CAIRO (Reuters) – When Muslim Brotherhood leader Mohamed Mursi broke out of an Egyptian jail during Hosni Mubarak’s final days in office in 2011, he little thought he would end up behind bars again.
Less than three years later, the deposed president’s trial for inciting violence, which starts today, could land him in prison for the rest of his life, or worse.
After decades of repression under Egyptian autocrats, the Muslim Brotherhood won every election since a popular uprising toppled Mubarak in 2011, eventually propelling Mursi to power.
The US-trained engineer’s victory in the country’s first free presidential election broke a tradition of domination by men from the armed forces, which had provided every Egyptian leader since the overthrow of the monarchy in 1952.
The euphoria that greeted the end of an era of presidents who ruled like pharaohs did not last long.
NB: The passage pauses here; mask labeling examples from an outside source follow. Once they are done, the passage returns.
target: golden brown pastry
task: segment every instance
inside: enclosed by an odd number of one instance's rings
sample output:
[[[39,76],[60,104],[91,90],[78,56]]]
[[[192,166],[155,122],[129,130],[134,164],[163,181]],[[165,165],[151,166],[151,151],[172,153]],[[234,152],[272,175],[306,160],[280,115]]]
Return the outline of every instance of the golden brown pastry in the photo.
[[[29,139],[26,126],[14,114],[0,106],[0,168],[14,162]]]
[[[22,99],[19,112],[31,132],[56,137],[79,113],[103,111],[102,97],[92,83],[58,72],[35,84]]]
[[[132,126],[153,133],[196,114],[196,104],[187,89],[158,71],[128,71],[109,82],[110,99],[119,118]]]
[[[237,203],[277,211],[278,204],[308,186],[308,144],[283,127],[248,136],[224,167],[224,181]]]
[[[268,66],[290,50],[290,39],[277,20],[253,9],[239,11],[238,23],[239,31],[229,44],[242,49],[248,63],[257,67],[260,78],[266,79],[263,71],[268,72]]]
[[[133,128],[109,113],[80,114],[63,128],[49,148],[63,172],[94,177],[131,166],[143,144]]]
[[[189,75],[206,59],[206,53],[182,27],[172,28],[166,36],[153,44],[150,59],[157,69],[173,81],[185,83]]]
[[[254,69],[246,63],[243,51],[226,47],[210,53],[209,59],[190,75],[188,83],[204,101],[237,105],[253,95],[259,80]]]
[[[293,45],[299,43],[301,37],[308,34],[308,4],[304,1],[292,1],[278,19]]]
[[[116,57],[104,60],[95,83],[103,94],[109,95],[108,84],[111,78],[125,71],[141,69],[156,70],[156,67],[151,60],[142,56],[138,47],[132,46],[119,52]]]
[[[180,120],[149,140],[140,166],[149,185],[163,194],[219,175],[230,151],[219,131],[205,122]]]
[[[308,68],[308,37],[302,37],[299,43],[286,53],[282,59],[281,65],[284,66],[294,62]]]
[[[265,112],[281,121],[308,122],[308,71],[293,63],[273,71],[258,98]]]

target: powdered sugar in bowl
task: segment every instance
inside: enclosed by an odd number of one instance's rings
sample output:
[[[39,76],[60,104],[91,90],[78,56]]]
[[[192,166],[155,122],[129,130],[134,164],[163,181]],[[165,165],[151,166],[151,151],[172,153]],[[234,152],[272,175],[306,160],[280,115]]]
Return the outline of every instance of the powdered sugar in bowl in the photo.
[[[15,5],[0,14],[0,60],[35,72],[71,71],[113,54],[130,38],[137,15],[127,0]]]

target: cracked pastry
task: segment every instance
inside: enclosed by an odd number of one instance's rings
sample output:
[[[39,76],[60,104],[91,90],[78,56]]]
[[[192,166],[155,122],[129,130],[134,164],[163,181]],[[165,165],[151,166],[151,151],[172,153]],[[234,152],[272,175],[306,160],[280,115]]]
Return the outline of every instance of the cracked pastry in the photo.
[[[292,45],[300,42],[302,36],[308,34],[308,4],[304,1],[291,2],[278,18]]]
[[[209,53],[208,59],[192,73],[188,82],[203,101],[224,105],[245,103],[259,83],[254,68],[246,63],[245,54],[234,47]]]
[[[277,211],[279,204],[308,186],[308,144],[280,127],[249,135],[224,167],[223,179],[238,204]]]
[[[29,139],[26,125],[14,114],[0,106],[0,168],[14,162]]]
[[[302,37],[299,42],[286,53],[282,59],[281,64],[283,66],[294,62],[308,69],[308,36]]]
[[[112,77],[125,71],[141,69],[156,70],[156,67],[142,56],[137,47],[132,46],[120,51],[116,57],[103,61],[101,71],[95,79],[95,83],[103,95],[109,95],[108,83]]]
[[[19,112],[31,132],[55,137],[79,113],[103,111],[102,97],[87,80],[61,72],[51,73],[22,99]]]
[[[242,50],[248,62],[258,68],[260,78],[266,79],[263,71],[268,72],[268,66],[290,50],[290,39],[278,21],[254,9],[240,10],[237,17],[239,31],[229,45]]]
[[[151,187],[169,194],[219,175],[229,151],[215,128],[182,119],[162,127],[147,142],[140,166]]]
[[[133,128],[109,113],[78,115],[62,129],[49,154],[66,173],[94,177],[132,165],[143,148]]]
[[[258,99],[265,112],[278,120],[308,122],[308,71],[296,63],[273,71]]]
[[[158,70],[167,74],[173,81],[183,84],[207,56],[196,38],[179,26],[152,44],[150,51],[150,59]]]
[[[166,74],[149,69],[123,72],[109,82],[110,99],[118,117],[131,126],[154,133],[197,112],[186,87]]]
Mursi promised a moderate Islamist agenda to steer Egypt into a new democratic era where autocracy would be replaced by transparent government that respected human rights and revived the fortunes of a powerful Arab state long in decline.
The stocky, bespectacled Mursi told Egyptians he would deliver an “Egyptian renaissance with an Islamic foundation”.
Instead, he alienated millions who accused him of usurping powers, imposing the Brotherhood’s conservative brand of Islam and mismanaging the economy, all of which he denied.
The son of a peasant farmer was something of an accidental president, thrown into the race at the last moment by the disqualification on a technicality of millionaire businessman Khairat al-Shater, by far the group’s preferred choice.